Unnamed: 0,id,qid1,qid2,question1,question2,is_duplicate,fuzzy_ratio,common_word_cnt
0,0,1,2,What is the step by step guide to invest in sh...,What is the step by step guide to invest in sh...,0,93,10
1,1,3,4,What is the story of Kohinoor (Koh-i-Noor) Dia...,What would happen if the Indian government sto...,0,65,4
2,2,5,6,How can I increase the speed of my internet co...,How can Internet speed be increased by hacking...,0,45,3
3,3,7,8,Why am I mentally very lonely? How can I solve...,Find the remainder when [math]23^{24}[/math] i...,0,7,0
4,4,9,10,"Which one dissolve in water quikly sugar, salt...",Which fish would survive in salt water?,0,37,2


In [19]:
#Sentiments of individual questions
SIA = SentimentIntensityAnalyzer()
q1_score = []
q2_score = []
for i,row in df.iterrows():
    q1_sent_score = SIA.polarity_scores(str(row["question1"]))["compound"]
    q1_score.append(q1_sent_score)
    q2_sent_score = SIA.polarity_scores(str(row["question2"]))["compound"]
    q2_score.append(q2_sent_score)
    
df["q1_sent_score"] = q1_score
df["q2_sent_score"] = q2_score
df.head()

Unnamed: 0,id,qid1,qid2,question1,question2,is_duplicate,fuzzy_ratio,common_word_cnt,q1_sent_score,q2_sent_score
0,0,1,2,What is the step by step guide to invest in sh...,What is the step by step guide to invest in sh...,0,93,10,0.296,0.296
1,1,3,4,What is the story of Kohinoor (Koh-i-Noor) Dia...,What would happen if the Indian government sto...,0,65,4,0.34,0.34
2,2,5,6,How can I increase the speed of my internet co...,How can Internet speed be increased by hacking...,0,45,3,0.3182,0.2732
3,3,7,8,Why am I mentally very lonely?

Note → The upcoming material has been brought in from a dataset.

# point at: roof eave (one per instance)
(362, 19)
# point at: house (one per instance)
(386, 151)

How can I solve...,Find the remainder when [math]23^{24}[/math] i...,0,7,0,-0.3298,0.0
4,4,9,10,"Which one dissolve in water quikly sugar, salt...",Which fish would survive in salt water?,0,37,2,0.0,0.0


In [20]:
#Classifcation

df_features = pd.DataFrame()
df_features["fuzzy_ratio"] = df["fuzzy_ratio"]
df_features["common_word_cnt"] = df["common_word_cnt"]
df_features["q1_sent_score"] = df["q1_sent_score"]
df_features["q2_sent_score"] = df["q2_sent_score"]


y = df["is_duplicate"]

X_train, X_test, y_train, y_test = train_test_split(df_features, df["is_duplicate"], test_size=0.3, random_state=2,stratify = y)
clf = RandomForestClassifier(max_depth=400, random_state=0,n_estimators=300)
model = clf.fit(X_train, y_train)
y_pred = model.predict(X_test)

print(accuracy(y_test,y_pred))

0.6907777777777778


In [21]:
clf1 = MLPClassifier(max_iter = 400)
clf1.fit(X_train, y_train)
y_pred = clf1.predict(X_test)
print(accuracy(y_test,y_pred))

0.6979333333333333